(Last Updated on : 04/07/2013)
Indian temple Tree is named as 'Plumeria rubra' in science is a perfect example of what is called copious beauty. This tree derived from the 'Apocynaceae' family. In Hindi, it is called as 'Gulachin', 'Gobur champ', 'Chameli' or 'Golanchi'. The Bengali people know it as 'Dalana Phul' or 'Gorurchampa'. It's called as 'Llattelari', 'Kallimandarai' and 'Perungalli' in Tamil. The Telugu people named it as 'Arhataganneru' or 'Nuruvarahalu'. Singhalese know it as 'Avariya'. The English people call it as 'Jasmine Tree' or 'Dead Man's Flower' or 'Life Tree' or 'Frangipani' or 'Crimson Temple Tree' or 'Pagoda Tree'.
Description of Indian Temple Tree
Indian Temple Tree is possibly the most recognizable and broadly grown amongst all the trees that can be found in India. These trees have some very sweet-scented exotic flowers. The flowers remain in these trees for almost throughout the year. Because of its amazing power of producing leaves and flowers even after being lifted from the soil, both the Buddhists and Mohammedans think the tree as a symbol of immortality. It is repeatedly planted near temples and in graveyards only for this very much uncommon reason. The Hindus also use the flowers in worship and to dedicated offerings to their Gods. Indian Temple Tree is a low and spreading tree with large plants. It rarely attains more than 6 m. in height. From the month of December till the rainy season, the tree remains leafless. Though very rare, but sometimes it becomes flowerless as well. These things only happen to the old trees. The young trees never loose their flowers or leaves and remain at the top of their beauty throughout the year.
If someone injures any part of the tree, then a white, latex-like juice flows from that part. In Sanskrit, this characteristic is called as 'Kashira-champa
' that means "milky champa". From the end of the branch graceful and rose-tinted stalks arise that are fleshy but fragile. Each and every funnel-shaped flower of the tree grows up to 5 cm across. The flowers have five overlapping petals each. They are generally oval with one margin curled under. The stamens are deeply inserted in the corollary tube and hence not quite visible clearly. The leaves of the Temple Tree are unique. They are normally about 30 cm in length and also smooth and narrow.
Uses of Indian Temple Tree
It has a numerous usage. To counter irritant for rheumatism, people use the milky sap. In conjunction with sandalwood oil and camphor this milky sap is also a cure for itch. People of different parts of the world also use the bark of this tree to relieve fever, heal sores and to make plaster in order to reduce tumours. If heated, the leaves of the tree can relieve puffiness; and getting together with the flower buds, they can make a febrifuge also. The tree doesn't have much timber value, as it is very small. Some people can think that the tree is Chinese specie judging from some of its local names. As an example, we can say that 'Gulachin' means "flowers of China". The tree is in fact a native of Jamaica, Mexico and Ecuador. The 17th Century French botanist Charles Plumier gave the tree's generic name.

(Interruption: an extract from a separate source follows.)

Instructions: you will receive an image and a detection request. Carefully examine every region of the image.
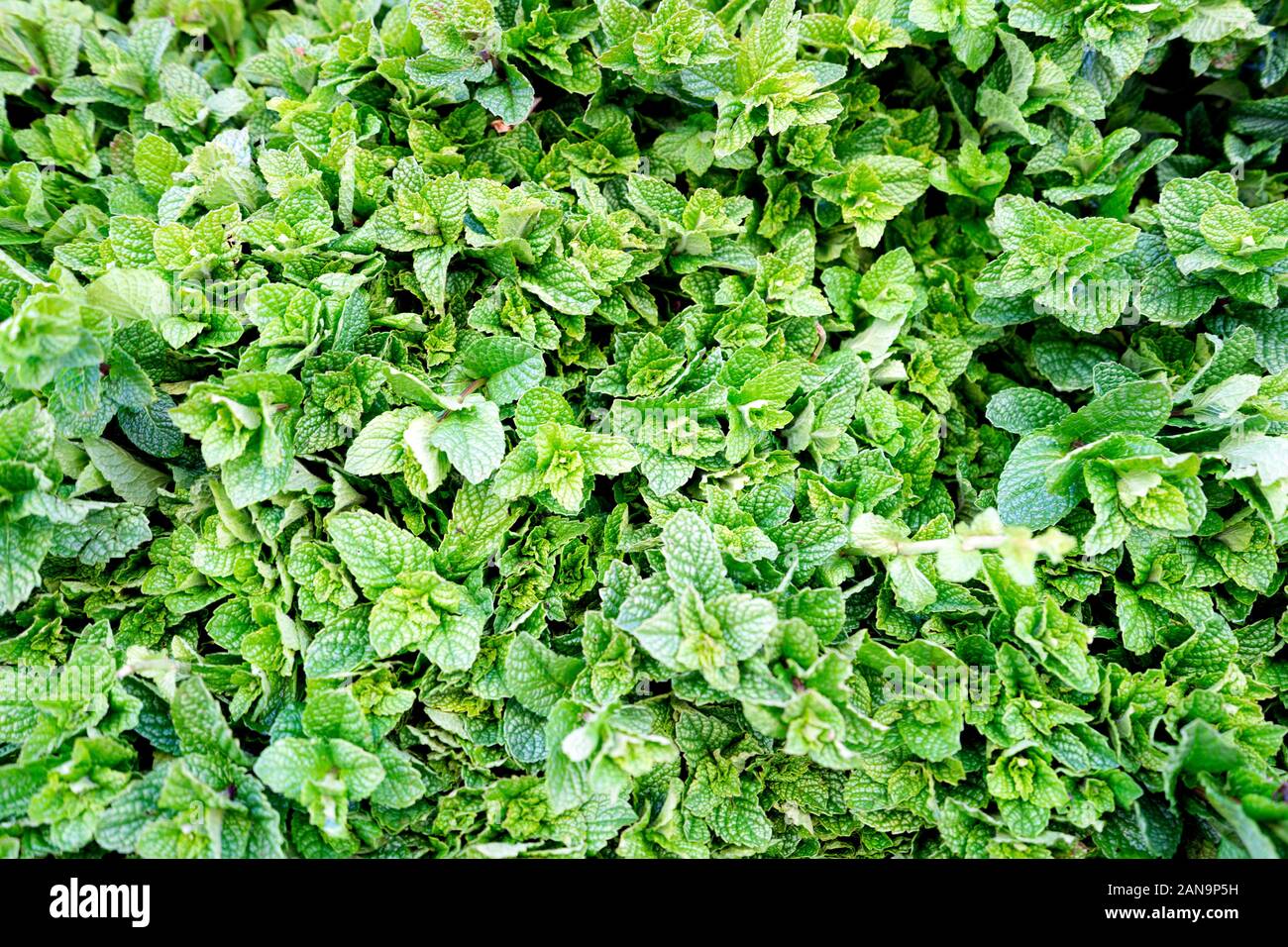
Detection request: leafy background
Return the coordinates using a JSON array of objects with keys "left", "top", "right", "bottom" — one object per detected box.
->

'Plumeria Kubra' is also called as the Red Frangipani and Red Jasmine. This is a smaller tree that has leaves not more than 22.5 cm long. The red flowers have glowing yellow centres. They also have an exhilarating perfume. 'Plumeria Alba', another specie of the Indian Temple Tree, is a native of the West Indies. It has yellow-eyed white flowers and long leaves that do not have the typical marginal vein. The 'Plumeria Obtusa' is such an evergreen species that has large and dark leaves. These leaves are blunt ended and also have margins tending to roll under. The pure white flowers of these trees are much larger than any of the other species described and are less funnel-shaped.